I really don’t like crowding my blog posts with more than one recipe. So, think of this as Part 2 with Game Day posts.
For my dish during the broadcast, I used Cold Smoke Scotch Ale from KettleHouse Brewing Co. in Missoula. If you want a lighter flavored try a light lager or IPA. I found some raw milk white cheddar at the farmer’s market.
Beer Cheese Dip
- 1/2 stick butter
- 3 Tbsp flour
- 8 oz or more of beer or ale
- 4 oz of cream cheese
- 1 C shredded cheddar cheese
- 1 tsp crushed red pepper flakes
- 3 beer brats, casings removed (optional, tastes just as awesome without the meat)

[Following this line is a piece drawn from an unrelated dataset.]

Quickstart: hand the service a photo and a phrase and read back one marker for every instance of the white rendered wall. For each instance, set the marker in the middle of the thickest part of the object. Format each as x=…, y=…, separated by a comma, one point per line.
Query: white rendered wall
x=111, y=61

Start by making a roux with the butter and flour over medium low heat. Stir frequently so it doesn’t burn and cook for about 5 minutes or till a light golden. Add beer and cream cheese, stir frequently with a whisk till blended and smooth. Blend in cheese and pepper flakes. Let simmer on low, whisking occasionally. Add more beer if too thick.
While the cheese mix simmers, fry the brat sausage in a pan with a little water to prevent sticking. Once completely cooked, strain off fat, and mix into cheese mix. Serve immediately with bread or pretzel bites for dipping.